The main reason why a message sent from a user's mail client might have differing from addresses is forwarded mail. The mail content should then be reasonably faithful to the original, but in case of delivery errors, those should be reported to the user who forwarded the email, not the original sender.
Besides the SMTP header, There are a variety of MIME headers that various programs use to try to distinguish between the original sender, and intermediate sender, and/or the preferred address to report errors to.Eg Reply-To, Sender, Originally-From, Errors-To, etc, etc, Each with different semantics. Some of these have standards support, while many more do not, but may be in use anyway. The way various mail programs behave in practice varies considerably.
Whether a manner of addressing mail is advisable is a different matter from whether it is "legitimate" as you ask. If you're considering legitimacy here in terms of something like policy for handling potential spam, then no, I don't think you'll be able to make a simple distinction in this way.
Have a think though about DKIM signing of email, and SPF authentication of mail servers for email domains. If you're sending much mail, it may be important to be able to authenticate your mail in these ways, and that may have implications for the addressing of mail From headers, as you can only authenticate mail related to domains for which you have authority.
Extended on request:
A MIME 'Reply-To' header directs a MUA (Mail User Agent, usually a person's mail client) to send replies to a different address, instead of the MIME 'From' address. This is not used by an MTA (Mail Transport Agent) for things like errors.
Usually an MTA would use the SMTP Envelope 'MAIL From' address to send errors to. IT can be overriden with a MIME 'Errors-To' header, which is an MTA instruction. Not all MTAs will honor it, so it's an inferior mechanism to setting the SMTP Envelope address, but there are many circumstances where it may be possible to set MIME Headers in a message, but not the SMTP Envelope From address. Eg software running in a shared hosting environment may find itself in this situation.
'Sender' is much more ambiguous as an instruction to software agents, but indicates who or what sent the email where that is distinct from the From address which is more like who the mail was sent on behalf of. Eg when you fill out an on-line mail-your-politician form, it would be very appropriate for the resulting email to use your mail in the From header, but have a Sender address related to the organisation who set up the form.

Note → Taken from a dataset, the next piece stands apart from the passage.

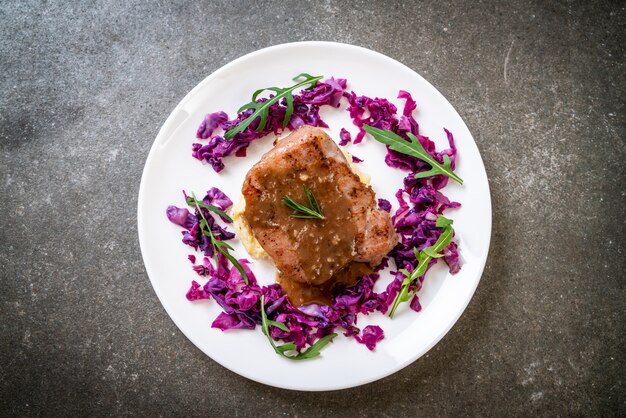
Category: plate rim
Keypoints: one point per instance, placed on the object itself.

'Originally-From' is used by some MUA software when forwarding mail, with the forwarder's address being used for the 'From' header. Other MUAs will Leave the From address alone, and use a 'Resent-From' header. Whether MUAs recieving these various headers emails interpret the headers usefully, or even display them is quite variable. When replying to a mail that has been forwarded to you, who should the reply go to by default? Maybe best to set that 'Reply-To' header?
The behavior of MUAs is variable, aand poorly defined, although it does seem to be improving over time. By contrast, the semantics of the Envelope are much more defined. There's typically been a strong position that MTAs should never concern themselves with the MIME headers, but as MTAs are increasingly held responsible for mail content (eg see SPF and the emerging DMARC standards), there's pressure for the clarity of that position to be degraded. Long-standing mechanisms like Errors-To have also conflicted with the notion of MTAs not looking at header content, which is part of why those mechanisms have always been inconsistently applied. Philosophies of software authors vary.
You might find it useful to look over http://tools.ietf.org/html/rfc4021#section-2 , but remember that the actual practices of the multitude of mail software out there varies in ways which are not necessarily standards blessed.
It's fine to try to come up with a clear philosophy of how you think mail should be used, but don't expect that everyone else will do things how you think they should.